I have yet to meet a manic depressive person who was not highly intelligent, creative, energetic, outgoing, and an absolute joy to be with. These people have no enemies and they are, for the most part, the people who when they walk into a room they attract all the attention. These are the people with a gift: If there is any sign whatsoever it will be a temper tantrum or a mood swing from time to time but it is real easy to overlook these moments. They are also, if you look real close, insecure, but it is hard to catch a glimpse of this weakness in the overwhelming glow that they radiate.
Over the years the temper seemed to explode a little more often and the mood swings became what I then assumed was seasonal affective disorder….or I would tell her that she just had a little too much to drink.
It’s funny how we can be so damn logical that we end up being stupid. I was real good at seeking out justifications and or explanations for my wife’s behavior but now I realize she was slowly but surely losing her way: What she was so good at controlling and using to enliven her life and all those that came into contact with her was gaining control over her and almost took her life in September 2005 when she attempted suicide.
I realize that for 20 years I was always on the outside looking in and now I have come face to face with the beast that almost killed my wife and I can proudly state that it is beatable.
Its not easy, during the course of our battles, I have had all sorts of things thrown at me, I have been cut up, scratched, and bruised. I am 6’10” and weigh 275 lbs and my wife is all of 5’ 4” and weighs 120 lbs and I will say that there were more than a few times I feared for my life.
But, one thing I realized very early on: It was not my wife but rather the beast of bipolar/manic depression that I was battling.
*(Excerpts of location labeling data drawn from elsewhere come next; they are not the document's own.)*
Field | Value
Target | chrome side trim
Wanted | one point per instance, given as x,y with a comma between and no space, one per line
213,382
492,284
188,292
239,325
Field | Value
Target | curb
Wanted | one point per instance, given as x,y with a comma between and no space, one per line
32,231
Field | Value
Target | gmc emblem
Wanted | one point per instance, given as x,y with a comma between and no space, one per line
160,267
This beast will change your life forever, it will haunt you, it will sneak up on you when you least expect it but you cannot lose sight of the fact that your loved one is not the one you are battling but rather that you are a tag team and you find yourself in the ring with the beast only when your loved one has battled the beast to exhaustion. I know this because never once did I come face to face with the beast during the day, it was always later in the evening.
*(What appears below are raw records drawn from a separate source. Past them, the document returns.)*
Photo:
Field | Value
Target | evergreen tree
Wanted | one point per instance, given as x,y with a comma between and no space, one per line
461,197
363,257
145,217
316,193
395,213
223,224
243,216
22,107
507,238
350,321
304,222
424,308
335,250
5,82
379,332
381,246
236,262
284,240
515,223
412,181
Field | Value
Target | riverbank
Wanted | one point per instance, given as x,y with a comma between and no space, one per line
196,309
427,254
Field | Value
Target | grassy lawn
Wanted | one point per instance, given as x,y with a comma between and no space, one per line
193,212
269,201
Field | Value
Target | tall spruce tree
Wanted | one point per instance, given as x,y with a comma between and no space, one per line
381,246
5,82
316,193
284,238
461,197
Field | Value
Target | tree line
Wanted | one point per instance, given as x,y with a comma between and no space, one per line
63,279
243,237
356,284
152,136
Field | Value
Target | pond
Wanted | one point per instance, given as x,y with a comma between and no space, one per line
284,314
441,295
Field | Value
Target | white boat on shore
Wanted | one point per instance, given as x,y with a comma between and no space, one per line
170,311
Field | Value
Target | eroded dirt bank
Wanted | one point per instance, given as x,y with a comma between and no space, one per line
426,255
THAT is the only explanation that I can come up with for sticking this hell out. Of course some people comment about the fact that my wife has to learn to control this beast or that I should have left her because no one has the right to put another person through this. I am no saint, but I did come to realize that it wasn’t my wife doing these things, it was the beast. Obviously, my wife HAS been controlling the beast but by the end of an all day wrestling match she becomes overwhelmed and then I have to face the beast.
With the right medications and a respect for the medications along with a restructuring of the environment one can coexist with the beast. I know that anxiety and uncertainty are to be avoided at all cost and they have to be replaced with stability and security.
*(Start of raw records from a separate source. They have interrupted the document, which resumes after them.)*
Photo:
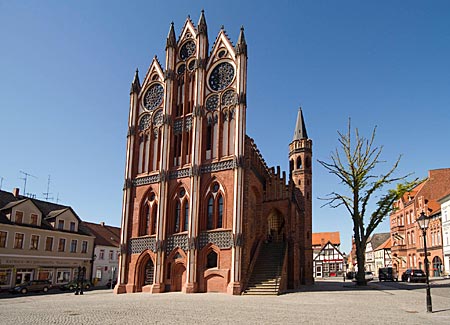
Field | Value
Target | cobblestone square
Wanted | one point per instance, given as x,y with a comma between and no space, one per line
325,302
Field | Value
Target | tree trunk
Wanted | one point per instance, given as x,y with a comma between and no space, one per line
361,259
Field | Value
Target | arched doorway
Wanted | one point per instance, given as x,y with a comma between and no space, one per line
437,266
149,270
275,227
179,276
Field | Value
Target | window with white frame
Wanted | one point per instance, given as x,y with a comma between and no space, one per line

Now, instead of leaving the house in fear of my life and an absolute nervous wreck and not returning for days, when the beast shows its ugly head I get in my car and pull out of the garage and sit in the driveway and in less than 20 minutes my wife is on the phone pleading with me to come home…
Where once I searched for a cure so I could have my wife back now I realize there is no cure, the damage is permanent and irreversible; nothing will ever be the same. But, just today two old dear friends stopped by and before I knew it I caught a glimpse of my wife from the good old days…..
What doesn’t kill you makes you stronger and I have battled the beast and won…..now what I face in the future is a weaker wounded beast at best.